A Structure-Preserving Penalization Method for the Single-species Rosenbluth-Fokker-Planck Equation

TL;DR

This paper introduces a novel structure-preserving penalization scheme for the stiff single-species Rosenbluth-Fokker-Planck equation, ensuring conservation, positivity, and stability in numerical simulations of plasma dynamics.

Contribution

It develops a new discretization method that generalizes Chang-Cooper, incorporates an isotropic penalization operator, and uses adaptive timestepping to improve numerical stability and physical property preservation.

Findings

Conserves mass, momentum, and energy exactly.

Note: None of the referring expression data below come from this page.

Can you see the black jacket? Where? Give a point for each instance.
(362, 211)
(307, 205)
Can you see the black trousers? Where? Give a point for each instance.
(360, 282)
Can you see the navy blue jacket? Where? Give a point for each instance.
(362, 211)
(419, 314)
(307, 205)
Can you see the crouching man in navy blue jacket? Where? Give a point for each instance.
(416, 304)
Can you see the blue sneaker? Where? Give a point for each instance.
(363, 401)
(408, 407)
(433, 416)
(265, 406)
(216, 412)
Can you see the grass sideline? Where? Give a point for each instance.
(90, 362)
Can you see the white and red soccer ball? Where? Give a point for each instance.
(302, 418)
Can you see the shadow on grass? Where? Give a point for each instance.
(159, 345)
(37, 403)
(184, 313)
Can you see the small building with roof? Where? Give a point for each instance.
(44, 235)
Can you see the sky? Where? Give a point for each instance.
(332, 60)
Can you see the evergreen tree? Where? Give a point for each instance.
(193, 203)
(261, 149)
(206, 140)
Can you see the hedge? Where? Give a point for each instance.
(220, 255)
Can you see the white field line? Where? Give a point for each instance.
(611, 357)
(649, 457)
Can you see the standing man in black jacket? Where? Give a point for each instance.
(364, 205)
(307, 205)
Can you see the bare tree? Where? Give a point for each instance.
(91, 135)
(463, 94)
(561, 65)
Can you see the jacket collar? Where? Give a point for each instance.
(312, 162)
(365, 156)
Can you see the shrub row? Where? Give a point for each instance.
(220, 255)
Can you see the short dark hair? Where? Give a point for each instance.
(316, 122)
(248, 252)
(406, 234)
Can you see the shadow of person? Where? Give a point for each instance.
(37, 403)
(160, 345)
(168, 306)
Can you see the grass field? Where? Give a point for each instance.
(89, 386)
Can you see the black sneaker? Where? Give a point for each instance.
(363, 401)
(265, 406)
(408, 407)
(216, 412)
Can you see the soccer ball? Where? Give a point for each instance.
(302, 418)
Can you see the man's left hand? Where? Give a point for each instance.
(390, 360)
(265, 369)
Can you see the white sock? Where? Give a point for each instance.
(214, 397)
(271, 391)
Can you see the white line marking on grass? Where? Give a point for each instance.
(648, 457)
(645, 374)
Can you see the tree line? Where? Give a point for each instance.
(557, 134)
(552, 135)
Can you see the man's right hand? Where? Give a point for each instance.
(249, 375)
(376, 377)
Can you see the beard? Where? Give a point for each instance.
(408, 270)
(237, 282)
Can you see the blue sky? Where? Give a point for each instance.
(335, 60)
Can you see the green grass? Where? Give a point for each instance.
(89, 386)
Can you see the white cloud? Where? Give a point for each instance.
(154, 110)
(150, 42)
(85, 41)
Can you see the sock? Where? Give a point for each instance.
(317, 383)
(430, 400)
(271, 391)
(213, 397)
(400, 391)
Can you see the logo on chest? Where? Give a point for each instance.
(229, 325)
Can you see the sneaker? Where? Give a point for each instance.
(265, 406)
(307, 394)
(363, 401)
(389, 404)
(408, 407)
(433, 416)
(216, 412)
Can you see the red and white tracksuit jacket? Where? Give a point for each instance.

Unconditionally stable and positivity-preserving scheme.

Successfully applied to complex anisotropic diffusion examples.

Abstract

The Rosenbluth-Fokker-Planck (RFP) equation describes Coulomb collisional dynamics within and across species in plasmas. It belongs to the broader class of anisotropic-diffusion-advection equations, whose numerical approximation is highly-nontrivial due to its nonlinearity, stiffness, and structural properties such as conservation and entropy dissipation (hence with the Maxwellian distribution as the equilibrium state). In this paper, we propose a structure-preserving penalization scheme for the stiff, single-species RFP equation. The scheme features three novel components: 1) a novel generalization of the well-known Chang-Cooper discretization for the RFP equation that is equilibrium-preserving and enables positivity while preserving mass, momentum, and energy; 2) an easy-to-invert isotropic variable-coefficient penalization operator to deal with the temporal stiffness without resorting to a fully implicit scheme, borrowing ideas from explicit-implicit-null (EIN) methods, and 3) an adaptive timestepping strategy that preserves the positivity of the full penalized scheme. The resulting scheme conserves mass, momentum, and energy strictly, is unconditionally stable, and robustly positivity preserving. The scheme is demonstrated with linear and nonlinear anisotropic diffusion examples of increasing complexity, including several single-species RFP examples.